The 'Almost Anti' Laser
To build a workable resistor, the Yale team needs to build in varying degrees of light transfer efficiency, just as an electronics engineer would build resistors with varying degrees of resistance: 50 percent, 25 percent, and so forth, Jude explained.
But to build a better optical resistor, the anti-laser would have to become the "almost anti" laser.
"If they can tune this device so that at least some light can get through, in varying quantities, it could be useful in the passive optical domain," Jude said.
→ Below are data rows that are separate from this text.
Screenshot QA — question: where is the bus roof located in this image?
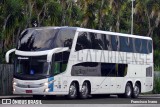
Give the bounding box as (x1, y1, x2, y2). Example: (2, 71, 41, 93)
(26, 26, 152, 40)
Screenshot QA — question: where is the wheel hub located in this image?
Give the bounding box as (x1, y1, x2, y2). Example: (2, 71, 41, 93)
(134, 86, 139, 96)
(70, 85, 76, 96)
(81, 85, 87, 95)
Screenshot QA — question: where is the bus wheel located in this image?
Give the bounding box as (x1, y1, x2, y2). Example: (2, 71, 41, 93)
(124, 82, 132, 98)
(68, 82, 78, 99)
(80, 82, 89, 99)
(132, 83, 140, 98)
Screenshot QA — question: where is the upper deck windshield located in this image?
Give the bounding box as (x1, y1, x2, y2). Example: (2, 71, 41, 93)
(17, 28, 76, 51)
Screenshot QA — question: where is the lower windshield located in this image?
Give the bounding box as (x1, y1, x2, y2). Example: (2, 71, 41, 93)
(14, 55, 50, 80)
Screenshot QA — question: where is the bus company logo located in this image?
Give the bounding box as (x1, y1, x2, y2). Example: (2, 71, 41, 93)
(25, 82, 34, 84)
(18, 57, 29, 59)
(2, 99, 11, 104)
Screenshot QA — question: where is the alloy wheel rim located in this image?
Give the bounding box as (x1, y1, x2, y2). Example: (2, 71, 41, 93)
(126, 85, 131, 96)
(81, 83, 88, 96)
(134, 86, 139, 96)
(70, 84, 76, 97)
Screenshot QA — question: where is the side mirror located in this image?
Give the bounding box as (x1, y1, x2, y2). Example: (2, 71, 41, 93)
(47, 47, 69, 62)
(5, 48, 16, 63)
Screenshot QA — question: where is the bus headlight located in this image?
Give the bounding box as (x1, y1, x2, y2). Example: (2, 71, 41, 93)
(44, 82, 48, 86)
(13, 82, 17, 85)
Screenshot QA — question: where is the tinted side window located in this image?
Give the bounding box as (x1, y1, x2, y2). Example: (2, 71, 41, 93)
(134, 38, 142, 53)
(119, 37, 134, 53)
(51, 52, 70, 75)
(103, 34, 111, 50)
(147, 40, 152, 53)
(71, 62, 101, 76)
(141, 39, 148, 54)
(101, 63, 127, 77)
(117, 64, 128, 77)
(120, 37, 128, 52)
(101, 63, 116, 77)
(90, 33, 105, 50)
(111, 35, 120, 51)
(128, 38, 134, 52)
(75, 32, 91, 51)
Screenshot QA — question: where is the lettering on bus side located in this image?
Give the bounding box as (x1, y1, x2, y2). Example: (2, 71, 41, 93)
(75, 32, 152, 65)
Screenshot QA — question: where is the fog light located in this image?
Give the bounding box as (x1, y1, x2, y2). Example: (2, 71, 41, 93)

Right now, however, the Yale scientists are working on just the opposite problem: how to get their anti-laser to absorb 99.999 percent of incoming light, the theoretical limit. The current version absorbs 99.4 percent.
"The CPA we built is just a proof of concept," Stone told TechNewsWorld. "I'm confident we will start to approach the theoretical limit as we build more sophisticated CPAs."
Greater sophistication -- as Apple has repeatedly proven -- means smaller size. Future CPAs will likely shrink, from the current one centimeter width to six microns, much smaller even than a human hair.
Shrinking may prove utterly necessary if the device is deployed in great numbers, Michael Jude explained.
"One of the virtues of optical computing is that it doesn't leave much residual heat -- but as the anti-laser absorbs light, it produces heat," Jude said. "In technologies that use CPAs in quantity, that could lead to some real heat dissipation limitations."